INSERITO DA MORENA MOTTA Nella mattinata di oggi, presso il Tribunale di Avellino, ha avuto luogo l’udienza di convalida dell’arresto di Elena Gioia e Giovanni Limata, i due fidanzatini accusati di aver pianificato ed eseguito l’omicidio di Aldo Gioia. Il delitto avvenuto la sera del 23 aprile. 

I due ragazzi si sono presentati poco dopo le 10.30 dinanzi al Gip Paolo Cassano. La 18enne figlia del geometra brutalmente assassinato è difesa dal noto avvocato Vanni Cerino. 

Giovanni Limata, invece, sarà difeso dall’avvocato Mario Villani del foro di Benevento, dopo la rinuncia da parte degli avvocati Picca e Tuccia (quest’ultimo assegnato d’ufficio). 

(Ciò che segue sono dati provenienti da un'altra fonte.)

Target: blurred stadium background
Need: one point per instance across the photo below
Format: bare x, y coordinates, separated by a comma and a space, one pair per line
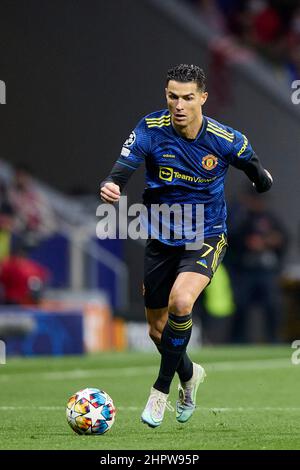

Queste le dichiarazioni dell’avvocato Vanni Cerino: "Elena Gioia si è avvalsa della facoltà di non rispondere. Quindi, allo stato attuale delle cose, è tutto rimandato. Al momento era molto provata. Adesso ci sarà un Riesame e valuteremo gli atti del processo”.  

Così, invece, l’avvocato Villani: “Giovanni si è avvalso della facoltà di non rispondere. È un momento molto difficile per lui e per la sua famiglia. La situazione è da chiarire sotto diversi aspetti. Questo è un dramma che va oltre l’umana comprensione. Abbiamo pochi elementi a disposizione. Oggi è stato conferito l’incarico e sentiremo le risultanze della perizia. Ho avuto modo di parlare pochi secondi con il ragazzo. I genitori del ragazzo sono frastornati e vogliono capire cosa è successo”.  

La sera del delitto. Aldo Gioia, 53 anni di Avellino, è stato assassinato la sera di venerdì 23 aprile da Giovanni Limata, 23 anni di Cervinara, che sarebbe entrato in casa della vittima grazie alla complicità della figlia 18enne, Elena Gioia. Il giovane 23enne, con qualche precedente per spaccio di droga e aggressione, in passato si sarebbe già reso protagonista di gravi episodi di violenza, ma mai con l'efferatezza della sera dell'omicidio. Atteggiamenti molto più che discutibili che avevano indotto Aldo Gioia a osteggiare la relazione della figlia. Nell’ultimo periodo svariati erano stati gli alterchi consumati spesso tra le mura domestiche, l’ultimo dei quali, venerdì sera, si è tramutato nel terribile delitto che vedeva la collaborazione criminale tra i due fidanzati. Elena, infatti, dopo l'aggressione ha favorito la fuga del ragazzo a Cervinara e, rimanendo nell'abitazione, ha inscenato una rapina.